Have you ever noticed how much easier it is to edit other people’s writing than your own? This is because you start out with an automatic distance from another person’s work. Here are five ways to distance yourself from your own work, which will make editing easier and more effective.
1. Be a reader, not a writer. Try to read what you have written as if someone else had created it. I used to do this by pretending I was reading it in a magazine. As I read, I pictured my words in one of my favorite magazines already set in type. Very often, in that frame of mind, the “non-professional” parts of the writing became apparent to me. I would see, for example, that I had started the piece too slowly, or that I was digressing--both common writing flaws of mine. I did this both when I was first writing professional nonfiction, and then again when I made the leap to fiction. To tell the truth, I still do it sometimes.
2. Let some time pass before you start to revise. By “some time” I mean “as much time as possible.” Ideally, wait at least a week or longer before revisiting material you have just written.
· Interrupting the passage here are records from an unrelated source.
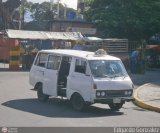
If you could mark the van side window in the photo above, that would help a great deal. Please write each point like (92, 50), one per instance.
(53, 62)
(41, 59)
(80, 66)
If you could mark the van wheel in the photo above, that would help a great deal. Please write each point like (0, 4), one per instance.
(41, 96)
(115, 106)
(78, 103)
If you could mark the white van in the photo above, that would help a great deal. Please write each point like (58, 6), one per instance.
(82, 77)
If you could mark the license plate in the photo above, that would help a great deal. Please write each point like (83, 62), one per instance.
(116, 100)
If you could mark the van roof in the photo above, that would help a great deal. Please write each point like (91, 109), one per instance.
(78, 53)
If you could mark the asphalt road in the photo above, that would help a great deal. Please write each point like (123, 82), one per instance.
(19, 107)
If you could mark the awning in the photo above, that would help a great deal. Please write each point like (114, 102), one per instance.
(92, 39)
(42, 35)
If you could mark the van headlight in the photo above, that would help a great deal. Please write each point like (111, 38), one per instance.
(98, 94)
(129, 92)
(103, 93)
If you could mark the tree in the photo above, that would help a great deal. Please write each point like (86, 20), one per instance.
(9, 13)
(132, 19)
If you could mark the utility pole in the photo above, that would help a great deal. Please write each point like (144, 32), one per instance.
(58, 9)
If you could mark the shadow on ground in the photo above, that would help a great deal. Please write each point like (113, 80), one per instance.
(58, 108)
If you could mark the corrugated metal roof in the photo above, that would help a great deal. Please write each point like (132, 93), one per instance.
(42, 35)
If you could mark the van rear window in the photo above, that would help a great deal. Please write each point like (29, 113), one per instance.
(41, 60)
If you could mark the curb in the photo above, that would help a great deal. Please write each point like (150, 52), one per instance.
(142, 104)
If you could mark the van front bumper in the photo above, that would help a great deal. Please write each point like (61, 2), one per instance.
(111, 100)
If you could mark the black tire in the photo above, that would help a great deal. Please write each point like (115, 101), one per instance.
(115, 106)
(41, 96)
(77, 102)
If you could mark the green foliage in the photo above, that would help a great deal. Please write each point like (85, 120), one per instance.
(132, 19)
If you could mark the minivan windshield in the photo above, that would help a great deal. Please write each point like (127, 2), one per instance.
(107, 68)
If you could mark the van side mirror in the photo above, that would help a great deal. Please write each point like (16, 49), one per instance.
(87, 73)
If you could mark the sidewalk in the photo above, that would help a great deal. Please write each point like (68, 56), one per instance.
(147, 94)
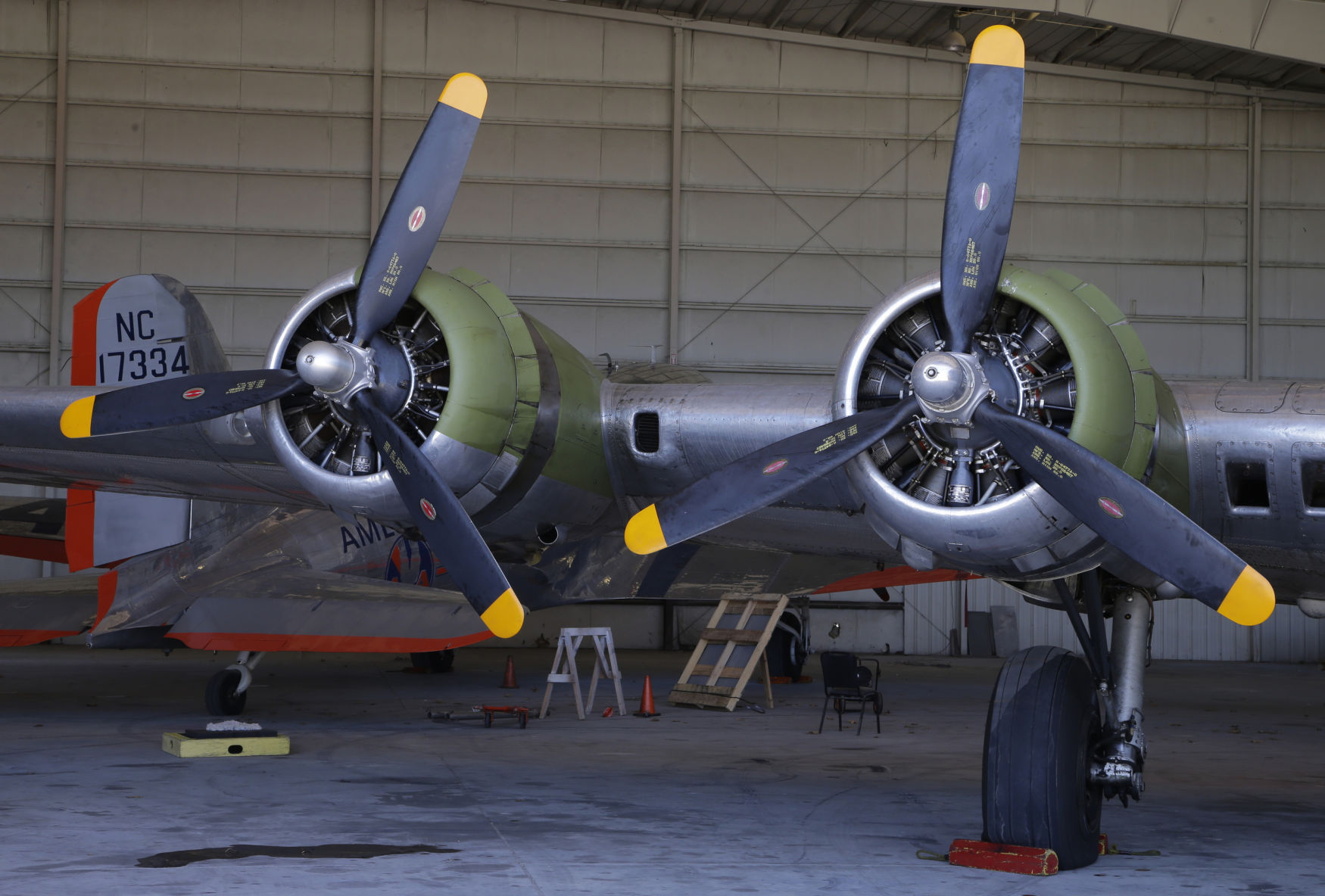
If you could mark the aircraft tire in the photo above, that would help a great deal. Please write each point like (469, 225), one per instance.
(786, 654)
(1038, 740)
(222, 699)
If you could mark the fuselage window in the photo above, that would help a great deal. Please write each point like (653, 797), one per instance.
(1246, 481)
(1314, 484)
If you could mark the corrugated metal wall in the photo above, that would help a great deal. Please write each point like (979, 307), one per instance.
(1183, 629)
(228, 145)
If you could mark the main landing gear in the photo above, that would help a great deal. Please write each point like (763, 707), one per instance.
(227, 691)
(1065, 731)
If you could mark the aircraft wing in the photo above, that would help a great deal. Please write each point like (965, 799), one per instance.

This is not always practical, and certainly not for material that has a deadline, but even setting something aside overnight can give your subconscious time to rework the material.
3. Don’t revise as you go along. I have a friend who is working on her first novel. She has spent over a year on the first chapter. I quizzed her about this, and as I suspected, she goes back and revises the beginning over and over. For each new sentence she adds, she probably spends time honing six previous sentences. No wonder she hasn’t moved on to chapter two!
This is a common problem among new writers. I believe it is caused by insecurity, and the belief that what you write MUST BE PERFECT. Guess what? No writing is perfect. The most you can hope for is the best you can do. But you won’t know what that is if you don’t finish it. In most cases the best way to finish a piece of writing is to write it as quickly as you can, and only then go back to make changes.
4. Read out loud. In the comments to my post on revising blog entries, two commenters mentioned reading their work aloud. Journalist Jennifer Willis, who does this with all writing, points out that “It's amazing how many typos and awkward turns of phrase I'll pick up this way that my eyes alone might miss.” Reading aloud is a technique I use also, for both fiction and nonfiction. It is particularly helpful if something just doesn’t quite seem to work and you’re not sure why.
5. Recopy in a different medium. I discussed this technique in a recent post. If you wrote your first draft by hand, type the second draft. If you composed on your computer, try recopying problematic paragraphs or sections by hand. Or use voice-recognition software to re-enter the material. I’ve been experimenting with the dictation software that came with my computer, and find it gives me a completely different perspective on my work.